FAQ Desk: Logging in to this Forum
PeterJones last edited by
Hello, and welcome to the FAQ Desk.
Many people ask questions about how to log in, why we require an account with Google, Facebook, Twitter, or GitHub, and why we don’t just have email/password login here.
How to Log In
To log in, go to the https://community.notepad-plus-plus.org/login page, and select one of the Available Logins, through one of those four OAuth / SSO providers (“OAuth” is the name of one system whereby you can log into one website using the credentials on another; “SSO” = “single sign on”, a generic term for that kind of system).
When you click on one of those links, you will be asked to log in to the other website (if you aren’t logged in already) and to give permission to “share your data” with the Notepad++ Community Forum. After that, you will have an account here, and be logged in. Other that the initial connection, you may occasionally have to re-login, but you’ll just have to confirm with the provider that you still want to log in here.

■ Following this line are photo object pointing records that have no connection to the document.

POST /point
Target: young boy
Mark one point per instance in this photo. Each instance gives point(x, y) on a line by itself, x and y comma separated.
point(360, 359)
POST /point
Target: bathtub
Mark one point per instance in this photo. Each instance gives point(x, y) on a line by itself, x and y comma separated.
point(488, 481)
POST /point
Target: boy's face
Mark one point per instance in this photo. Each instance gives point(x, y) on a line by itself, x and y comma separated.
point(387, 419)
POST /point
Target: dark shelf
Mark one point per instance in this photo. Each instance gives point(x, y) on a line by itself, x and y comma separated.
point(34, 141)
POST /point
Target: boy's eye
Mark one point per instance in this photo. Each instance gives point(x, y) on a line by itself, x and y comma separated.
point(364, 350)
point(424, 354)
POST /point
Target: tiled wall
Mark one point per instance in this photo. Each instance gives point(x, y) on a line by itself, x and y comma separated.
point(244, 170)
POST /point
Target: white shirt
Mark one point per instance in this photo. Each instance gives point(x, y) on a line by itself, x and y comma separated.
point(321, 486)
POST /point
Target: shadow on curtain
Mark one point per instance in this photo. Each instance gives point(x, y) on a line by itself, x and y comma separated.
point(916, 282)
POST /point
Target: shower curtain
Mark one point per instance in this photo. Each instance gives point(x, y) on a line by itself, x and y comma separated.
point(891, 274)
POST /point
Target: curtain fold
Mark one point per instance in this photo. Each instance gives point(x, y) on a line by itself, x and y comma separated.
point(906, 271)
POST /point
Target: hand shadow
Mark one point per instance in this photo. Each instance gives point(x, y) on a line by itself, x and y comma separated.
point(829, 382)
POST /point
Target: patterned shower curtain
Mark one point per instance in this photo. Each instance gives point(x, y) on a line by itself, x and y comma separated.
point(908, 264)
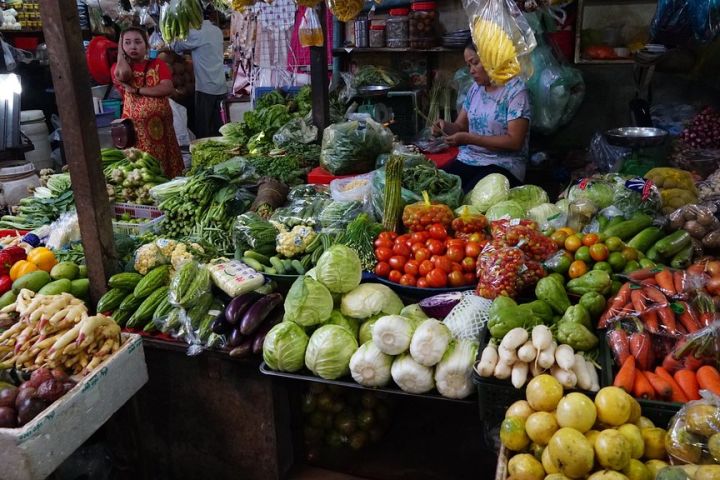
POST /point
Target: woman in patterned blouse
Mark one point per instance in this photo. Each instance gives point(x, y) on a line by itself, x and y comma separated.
point(491, 129)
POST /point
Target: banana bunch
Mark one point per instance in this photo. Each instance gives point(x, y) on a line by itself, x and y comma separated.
point(496, 51)
point(55, 331)
point(177, 18)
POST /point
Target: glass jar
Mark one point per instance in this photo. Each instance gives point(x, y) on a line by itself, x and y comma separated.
point(377, 36)
point(423, 25)
point(397, 29)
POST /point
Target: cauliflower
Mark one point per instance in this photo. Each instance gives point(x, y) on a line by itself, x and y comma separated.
point(295, 241)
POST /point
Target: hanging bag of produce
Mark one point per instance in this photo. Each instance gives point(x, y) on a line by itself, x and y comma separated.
point(310, 31)
point(503, 38)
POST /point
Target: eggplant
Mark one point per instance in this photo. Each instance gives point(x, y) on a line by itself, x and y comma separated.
point(273, 319)
point(239, 305)
point(255, 315)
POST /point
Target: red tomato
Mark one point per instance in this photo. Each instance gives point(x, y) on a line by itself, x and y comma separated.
point(455, 253)
point(435, 246)
point(437, 278)
point(411, 267)
point(456, 279)
point(437, 231)
point(402, 249)
point(397, 262)
point(383, 254)
point(425, 267)
point(472, 249)
point(422, 254)
point(382, 269)
point(468, 264)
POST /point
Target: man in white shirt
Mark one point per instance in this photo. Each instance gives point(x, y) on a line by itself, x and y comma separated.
point(206, 47)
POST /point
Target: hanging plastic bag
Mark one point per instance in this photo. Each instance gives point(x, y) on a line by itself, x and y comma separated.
point(503, 38)
point(310, 31)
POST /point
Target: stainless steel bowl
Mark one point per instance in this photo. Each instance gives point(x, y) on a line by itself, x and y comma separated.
point(636, 137)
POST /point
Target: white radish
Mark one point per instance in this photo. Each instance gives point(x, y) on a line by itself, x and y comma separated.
point(546, 358)
point(527, 352)
point(502, 371)
point(566, 377)
point(507, 355)
point(519, 374)
point(489, 358)
point(541, 337)
point(565, 357)
point(514, 338)
point(580, 369)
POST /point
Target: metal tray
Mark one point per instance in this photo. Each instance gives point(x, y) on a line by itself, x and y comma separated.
point(306, 376)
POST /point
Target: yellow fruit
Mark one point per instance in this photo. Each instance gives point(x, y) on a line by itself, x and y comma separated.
point(636, 470)
point(540, 427)
point(512, 434)
point(654, 439)
point(519, 409)
point(577, 411)
point(612, 449)
point(525, 467)
point(634, 437)
point(571, 452)
point(543, 393)
point(613, 406)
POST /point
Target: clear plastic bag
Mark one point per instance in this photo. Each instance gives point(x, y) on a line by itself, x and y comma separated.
point(310, 31)
point(503, 38)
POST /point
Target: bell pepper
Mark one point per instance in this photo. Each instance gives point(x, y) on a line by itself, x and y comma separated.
point(21, 268)
point(594, 281)
point(551, 291)
point(43, 258)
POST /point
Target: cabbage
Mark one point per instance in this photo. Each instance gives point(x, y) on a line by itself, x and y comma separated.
point(329, 351)
point(429, 342)
point(392, 333)
point(528, 196)
point(453, 375)
point(490, 190)
point(370, 367)
point(410, 376)
point(369, 299)
point(284, 347)
point(339, 269)
point(308, 302)
point(337, 318)
point(505, 209)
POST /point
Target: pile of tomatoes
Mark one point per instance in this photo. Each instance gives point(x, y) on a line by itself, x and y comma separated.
point(428, 259)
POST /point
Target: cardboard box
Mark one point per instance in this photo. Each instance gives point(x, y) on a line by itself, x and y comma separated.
point(35, 450)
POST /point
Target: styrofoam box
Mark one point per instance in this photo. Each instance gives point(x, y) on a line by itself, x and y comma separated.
point(35, 450)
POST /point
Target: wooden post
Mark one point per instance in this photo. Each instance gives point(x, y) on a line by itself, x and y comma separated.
point(319, 78)
point(71, 81)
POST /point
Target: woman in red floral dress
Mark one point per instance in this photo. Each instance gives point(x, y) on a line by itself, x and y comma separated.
point(146, 86)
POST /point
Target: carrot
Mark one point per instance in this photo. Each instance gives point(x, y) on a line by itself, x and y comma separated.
point(665, 282)
point(667, 318)
point(688, 383)
point(662, 388)
point(625, 377)
point(642, 387)
point(709, 379)
point(677, 394)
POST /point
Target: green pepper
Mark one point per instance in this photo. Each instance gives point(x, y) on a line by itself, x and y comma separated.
point(594, 281)
point(594, 303)
point(576, 335)
point(552, 291)
point(577, 314)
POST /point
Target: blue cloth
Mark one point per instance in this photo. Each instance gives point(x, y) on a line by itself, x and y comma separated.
point(489, 114)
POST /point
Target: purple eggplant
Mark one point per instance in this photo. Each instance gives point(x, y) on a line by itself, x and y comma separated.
point(259, 310)
point(239, 305)
point(273, 319)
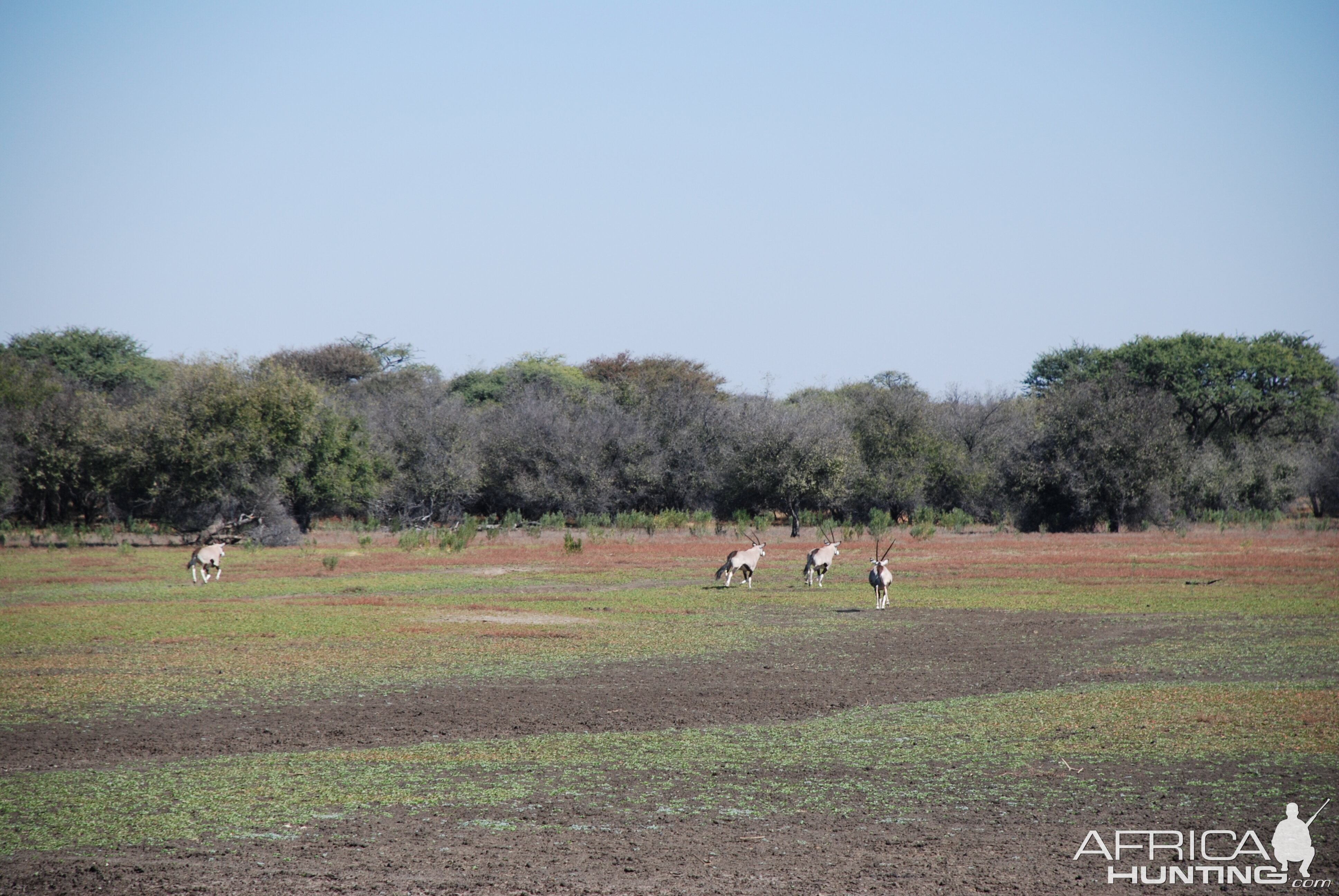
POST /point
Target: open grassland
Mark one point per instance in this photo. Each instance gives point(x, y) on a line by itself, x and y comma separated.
point(93, 631)
point(1121, 682)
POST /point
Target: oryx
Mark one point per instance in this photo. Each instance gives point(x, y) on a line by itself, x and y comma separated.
point(744, 560)
point(879, 576)
point(820, 559)
point(205, 558)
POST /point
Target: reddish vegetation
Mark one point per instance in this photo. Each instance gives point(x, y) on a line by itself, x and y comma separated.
point(1246, 556)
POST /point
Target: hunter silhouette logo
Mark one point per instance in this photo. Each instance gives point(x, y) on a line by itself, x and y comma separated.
point(1215, 856)
point(1293, 840)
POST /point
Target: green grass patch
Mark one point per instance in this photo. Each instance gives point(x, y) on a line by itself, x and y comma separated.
point(954, 752)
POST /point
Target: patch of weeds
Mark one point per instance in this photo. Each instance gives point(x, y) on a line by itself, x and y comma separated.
point(1015, 750)
point(460, 536)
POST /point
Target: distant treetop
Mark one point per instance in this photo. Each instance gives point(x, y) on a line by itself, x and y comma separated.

But I don’t have an account on one of those
Then you need to create one there. If you wish to remain reasonably anonymous, pick one of the providers whose terms of service allow anonymous accounts or multiple accounts; some are more strict than others in that regard; it is up to you to not violate terms of service.
But it’s sharing data!?!?
Only minimal information is shared. If you have publicly shared a name or email address on your chosen OAuth/SSO provider, the Notepad++ Community Forum will copy that information over to initially populate your profile on this site. However, you can change any of that data by clicking on your profile icon in the upper right, and selecting Edit Profile; your username doesn’t even have to match!
Aside from that initial profile data, the only information we get from the OAuth provider is a response to “is this user still logged in and still allowing you to tell us whether they are logged in”? The Forum gets back a “yes” or “no” response; on a “yes”, you will be logged in here; on a “no”, the login will fail.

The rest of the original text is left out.